Medical Director – Woburn, MA
Reporting into the Chief Medical Officer, the Medical Director will be responsible for assisting the CMO in implementing the Replimune drug development strategy and will lead all aspects of individual drug programs. The Medical Director will provide clinical input on clinical protocol development, regulatory issues, patient enrollment to clinical studies, safety monitoring and review, biomarker development, implementation and analysis of data, manuscript writing and submission, and presentation of data at national and international meetings. This position will have both an inward and outward facing presence, including assisting the clinical operations team in the site evaluation and selection process for assigned clinical trials. The Medical Director will support investigator-related and investigator-initiated initiatives. The position will also have access to pre-clinical data and assist in the implementation of the biomarker strategy as well as interactions with strategic partners. The individual must have the ability to work independently and also as an effective and engaged team member in a fast-paced environment. Strong initiative and follow through are essential for this job. The ability to maintain confidentiality and to operate in the role with the highest of ethical standards and professionalism are required.
- Partner with the business development team to evaluate novel targets and platforms in the immuno-oncology space;
- Help develop the clinical strategy and integrated development plan for their oncology program, and work cross-functionally to implement, manage, interpret and communicate the results of clinical trials;
- Be responsible for the clinical content of all clinical and regulatory documents, including protocols, INDs, CTAs, investigator brochures, CRF’s, annual IND reports, CSR’s, ISS’s, ISE’s, and clinical expert reports;
- Lead and supervise clinical trials/registries, collaborating closely with the Clinical Operations team, and will be accountable for all deliverables of clinical trials under his/her direct responsibility;
- Serve as Medical Monitor and the Sponsor’s medical representative to multiple vendors and collaborators; CROs, PIs, core laboratories and other organizations involved in the implementation of clinical trials;
- Responsible for analysis of clinical data, including safety monitoring in collaboration with PV;
- Develop and maintain relationships and serve as the main medical liaison with key opinion leaders and PIs;
- Organize and present at relevant clinical advisory boards, DMC’s and medical/scientific meetings;
- Support R&D management and the commercial team with input on clinical development issues related to their commercial plan, and support the business development process by providing medical expertise for in- or out-licensing, partnering and acquisition activities;
- Help ensure Clinical Study Team compliance with FDA, EMEA, ICH and GCP guidelines and internal SOPs; and
- Travel, as needed, nationally and internationally.
- MD with Board Certification in Oncology or comparable training, and recognized expert within his/her field.
Experience and skill requirement:
- 5+ years of relevant clinical research experience with at least some in industry. Experience in the biopharmaceutical industry preferred; substantial experience working on industry-sponsored trials will be considered.
- Thorough understanding of Phase I-III drug development with proven ability to plan and conduct clinical trials, deliver high quality results within established timelines, interpret, analyze and communicate clinical/scientific data, and generate clinical/scientific documents.
- A demonstrated track record of success in your field, the capacity to lead with minimal supervision, plan strategically, achieve goals on time, and communicate effectively.
- Excellent written and verbal communication skills to meet the needs of varied audiences.
- Strong interpersonal skills commensurate with the need to work closely with partners, investigators, contractors, consultants, and team members across functions.
- Knowledge of FDA/EMA requirements, good clinical practices and pharmaceutical clinical development.

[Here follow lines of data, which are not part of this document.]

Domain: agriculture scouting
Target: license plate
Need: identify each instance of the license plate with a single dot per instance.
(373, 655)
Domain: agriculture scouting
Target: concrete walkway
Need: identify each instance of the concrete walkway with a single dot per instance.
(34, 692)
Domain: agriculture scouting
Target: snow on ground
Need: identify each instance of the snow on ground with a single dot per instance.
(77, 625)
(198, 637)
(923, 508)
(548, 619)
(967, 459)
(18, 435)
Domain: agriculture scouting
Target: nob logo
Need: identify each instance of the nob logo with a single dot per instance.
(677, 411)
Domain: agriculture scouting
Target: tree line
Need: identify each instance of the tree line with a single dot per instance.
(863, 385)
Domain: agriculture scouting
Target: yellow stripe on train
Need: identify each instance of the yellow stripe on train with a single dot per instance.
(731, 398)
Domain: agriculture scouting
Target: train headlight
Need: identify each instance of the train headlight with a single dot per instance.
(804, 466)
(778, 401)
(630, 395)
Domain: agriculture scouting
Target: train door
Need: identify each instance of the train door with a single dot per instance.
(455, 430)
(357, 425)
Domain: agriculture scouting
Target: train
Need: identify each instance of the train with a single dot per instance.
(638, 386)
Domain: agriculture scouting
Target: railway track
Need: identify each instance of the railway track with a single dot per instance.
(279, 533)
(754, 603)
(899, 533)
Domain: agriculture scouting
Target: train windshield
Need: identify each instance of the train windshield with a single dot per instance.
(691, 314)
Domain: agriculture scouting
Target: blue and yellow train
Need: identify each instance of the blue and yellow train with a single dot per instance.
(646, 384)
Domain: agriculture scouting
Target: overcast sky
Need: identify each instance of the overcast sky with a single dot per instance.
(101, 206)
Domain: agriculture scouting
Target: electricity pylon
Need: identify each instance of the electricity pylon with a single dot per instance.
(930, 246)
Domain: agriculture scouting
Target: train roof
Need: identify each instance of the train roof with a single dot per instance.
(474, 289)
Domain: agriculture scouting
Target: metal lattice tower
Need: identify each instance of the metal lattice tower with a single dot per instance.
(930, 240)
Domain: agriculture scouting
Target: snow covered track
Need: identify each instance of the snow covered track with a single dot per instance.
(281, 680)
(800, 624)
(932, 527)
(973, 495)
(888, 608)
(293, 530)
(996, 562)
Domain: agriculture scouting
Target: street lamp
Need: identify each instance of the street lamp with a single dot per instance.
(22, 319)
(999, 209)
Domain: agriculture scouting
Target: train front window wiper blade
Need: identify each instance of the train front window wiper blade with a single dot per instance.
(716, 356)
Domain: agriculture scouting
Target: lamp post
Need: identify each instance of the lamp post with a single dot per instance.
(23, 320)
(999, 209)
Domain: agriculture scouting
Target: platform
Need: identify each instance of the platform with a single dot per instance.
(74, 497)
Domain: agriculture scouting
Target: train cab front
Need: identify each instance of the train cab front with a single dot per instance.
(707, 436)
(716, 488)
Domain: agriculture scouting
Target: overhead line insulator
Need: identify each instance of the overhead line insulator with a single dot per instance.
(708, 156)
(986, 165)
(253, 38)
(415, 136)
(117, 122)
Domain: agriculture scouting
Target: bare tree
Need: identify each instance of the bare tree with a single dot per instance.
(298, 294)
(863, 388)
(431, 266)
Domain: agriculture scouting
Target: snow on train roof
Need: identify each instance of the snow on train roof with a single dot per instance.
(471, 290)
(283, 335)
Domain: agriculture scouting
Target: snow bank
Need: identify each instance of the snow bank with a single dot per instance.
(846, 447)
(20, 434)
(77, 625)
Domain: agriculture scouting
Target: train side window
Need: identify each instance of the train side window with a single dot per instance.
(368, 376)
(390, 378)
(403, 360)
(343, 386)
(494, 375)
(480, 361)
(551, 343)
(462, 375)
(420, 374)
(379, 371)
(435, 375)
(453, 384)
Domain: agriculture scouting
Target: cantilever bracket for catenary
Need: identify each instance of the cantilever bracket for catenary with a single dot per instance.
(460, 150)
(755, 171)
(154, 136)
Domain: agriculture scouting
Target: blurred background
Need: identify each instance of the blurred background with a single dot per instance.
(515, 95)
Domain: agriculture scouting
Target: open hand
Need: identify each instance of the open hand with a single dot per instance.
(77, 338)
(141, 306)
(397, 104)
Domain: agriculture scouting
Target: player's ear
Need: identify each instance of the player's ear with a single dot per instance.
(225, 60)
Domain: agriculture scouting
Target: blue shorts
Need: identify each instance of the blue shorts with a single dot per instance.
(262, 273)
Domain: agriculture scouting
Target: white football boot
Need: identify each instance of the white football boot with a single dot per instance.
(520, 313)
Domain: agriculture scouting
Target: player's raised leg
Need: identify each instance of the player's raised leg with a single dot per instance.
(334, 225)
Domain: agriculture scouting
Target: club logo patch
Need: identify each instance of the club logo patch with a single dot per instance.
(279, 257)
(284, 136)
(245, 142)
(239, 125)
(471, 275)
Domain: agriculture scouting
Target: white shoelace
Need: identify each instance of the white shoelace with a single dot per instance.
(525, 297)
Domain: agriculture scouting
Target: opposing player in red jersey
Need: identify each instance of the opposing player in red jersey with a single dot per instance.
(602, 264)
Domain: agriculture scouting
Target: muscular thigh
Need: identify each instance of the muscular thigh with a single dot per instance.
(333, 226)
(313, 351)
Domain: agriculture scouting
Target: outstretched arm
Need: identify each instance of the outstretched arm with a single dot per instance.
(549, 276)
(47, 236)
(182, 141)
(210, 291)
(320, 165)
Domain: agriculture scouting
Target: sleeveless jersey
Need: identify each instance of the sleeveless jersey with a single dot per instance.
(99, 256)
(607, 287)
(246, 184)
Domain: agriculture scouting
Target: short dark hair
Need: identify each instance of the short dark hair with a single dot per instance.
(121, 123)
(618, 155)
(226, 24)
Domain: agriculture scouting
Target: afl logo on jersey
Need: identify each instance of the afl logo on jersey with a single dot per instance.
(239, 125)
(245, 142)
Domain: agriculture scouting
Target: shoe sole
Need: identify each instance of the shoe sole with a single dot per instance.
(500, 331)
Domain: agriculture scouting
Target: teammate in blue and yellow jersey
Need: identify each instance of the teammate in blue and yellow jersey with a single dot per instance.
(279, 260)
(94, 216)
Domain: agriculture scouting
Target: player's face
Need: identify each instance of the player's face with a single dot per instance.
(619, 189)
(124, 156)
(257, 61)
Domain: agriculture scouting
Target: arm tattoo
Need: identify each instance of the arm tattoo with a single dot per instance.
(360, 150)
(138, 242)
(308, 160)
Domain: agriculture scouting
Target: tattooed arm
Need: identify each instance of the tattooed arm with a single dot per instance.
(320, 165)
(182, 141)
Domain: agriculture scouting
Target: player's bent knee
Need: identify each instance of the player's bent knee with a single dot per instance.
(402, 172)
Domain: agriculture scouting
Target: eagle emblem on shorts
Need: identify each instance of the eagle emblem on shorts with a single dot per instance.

- Excellent analytical, problem-solving and strategic planning skills.
- Well organized with strong management, leadership, mentoring and motivational skills.
- Ability to work independently and thrive in a fast-paced environment.
- Attention to detail, demand for high-quality work, and sense of passion and urgency to achieve goals and improve the lives of patients.
EEO & Employment Eligibility:
Replimune is committed to equal opportunity in the terms and conditions of employment for all employees and job applicants without regard to race, color, religion, sex, sexual orientation, age, gender identity or gender expression, national origin, ancestry origin, disability or veteran status. Replimune also complies with all applicable national, state and local laws governing nondiscrimination in employment as well as work authorization and employment eligibility verification requirements of the Immigration and Nationality Act and IRCA.
Replimune, Inc. does not accept agency resumes unless contacted directly by internal Replimune Talent Acquisition.
Please do not forward resumes to our careers site, employees or any other company location of Replimune. Replimune will not be responsible for any fees related to unsolicited resumes.